# Canhões anti-gambozinos



## okcomputer (25 Nov 2022 às 00:15)

Há uns meses reparei num contrato público feito por ajuste direto, dos "famosos" canhões anti-granizo.

Este tipo de coisa sempre ignorei, cada um acredita e paga as m.. que bem lhe entender e lhe apetecer, seja disparar contra o ar ou rogar pragas ou fazer rezas ao São Pedro, tanto se me faz...

Só me começa a chatear é quando começa a ser dinheiro publico dos contribuintes a ser gasto nessas tretas e pelo que me disseram, isto tem ido de vento em poupa pelo interior norte e centro....
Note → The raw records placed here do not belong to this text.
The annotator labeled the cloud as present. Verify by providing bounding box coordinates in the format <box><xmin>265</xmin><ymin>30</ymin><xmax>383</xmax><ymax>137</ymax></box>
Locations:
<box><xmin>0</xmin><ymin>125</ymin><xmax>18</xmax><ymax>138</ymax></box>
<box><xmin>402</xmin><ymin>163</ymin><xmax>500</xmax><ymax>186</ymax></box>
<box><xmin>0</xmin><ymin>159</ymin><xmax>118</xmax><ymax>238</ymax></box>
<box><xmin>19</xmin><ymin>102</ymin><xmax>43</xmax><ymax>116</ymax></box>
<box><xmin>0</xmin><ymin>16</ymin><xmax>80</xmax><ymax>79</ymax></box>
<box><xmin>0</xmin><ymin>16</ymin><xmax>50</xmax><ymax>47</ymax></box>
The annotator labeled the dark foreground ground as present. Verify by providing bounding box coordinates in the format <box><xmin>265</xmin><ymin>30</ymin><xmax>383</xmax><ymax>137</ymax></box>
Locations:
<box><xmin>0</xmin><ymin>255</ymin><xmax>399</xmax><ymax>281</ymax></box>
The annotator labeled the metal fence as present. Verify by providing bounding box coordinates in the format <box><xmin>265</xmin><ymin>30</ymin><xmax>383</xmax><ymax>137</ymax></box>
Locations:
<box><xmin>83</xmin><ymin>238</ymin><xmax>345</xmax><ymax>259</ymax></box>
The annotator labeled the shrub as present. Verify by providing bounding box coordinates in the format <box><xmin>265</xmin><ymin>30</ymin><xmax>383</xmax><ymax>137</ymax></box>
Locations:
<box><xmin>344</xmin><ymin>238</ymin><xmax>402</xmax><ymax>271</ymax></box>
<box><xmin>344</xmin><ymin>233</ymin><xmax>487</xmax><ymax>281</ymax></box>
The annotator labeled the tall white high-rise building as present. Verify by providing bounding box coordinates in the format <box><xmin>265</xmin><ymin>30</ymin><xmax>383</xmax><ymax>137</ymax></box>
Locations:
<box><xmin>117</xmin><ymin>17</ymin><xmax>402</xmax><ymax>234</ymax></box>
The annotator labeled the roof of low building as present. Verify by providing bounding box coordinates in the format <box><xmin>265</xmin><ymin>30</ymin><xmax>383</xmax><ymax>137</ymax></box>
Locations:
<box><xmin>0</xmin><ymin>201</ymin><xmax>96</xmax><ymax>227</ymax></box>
Tem um presidente de um município que garantiu que os canhões foram eficazes já três vezes no mesmo ano em que foram adquiridos, o que é extraordinário, dado que haver uma tempestade de saraiva a afetar um pomar 3 vezes num ano seria probabilisticamente incrível pois toda a gente que percebe de meteorologia sabe o caracter muito localizado destas situações em que uma célula pode estar a largar imensa coisa num local e meio km ao lado nem cair nada.

Vamos todos acabar com esta treta? Não lhe chamo outra coisa pior que é para evitar processos judiciais.

Para começar pedia a quem for dessas zonas de Armamar, Moimenta da Beira, etc, e que conheça a região e essas instalações, que disponibilizassem aqui as localizações exatas desses pomares protegidos pelos canhões, nem que seja para que no próximo ano possamos seguir atentamente células que passem por ali.


----------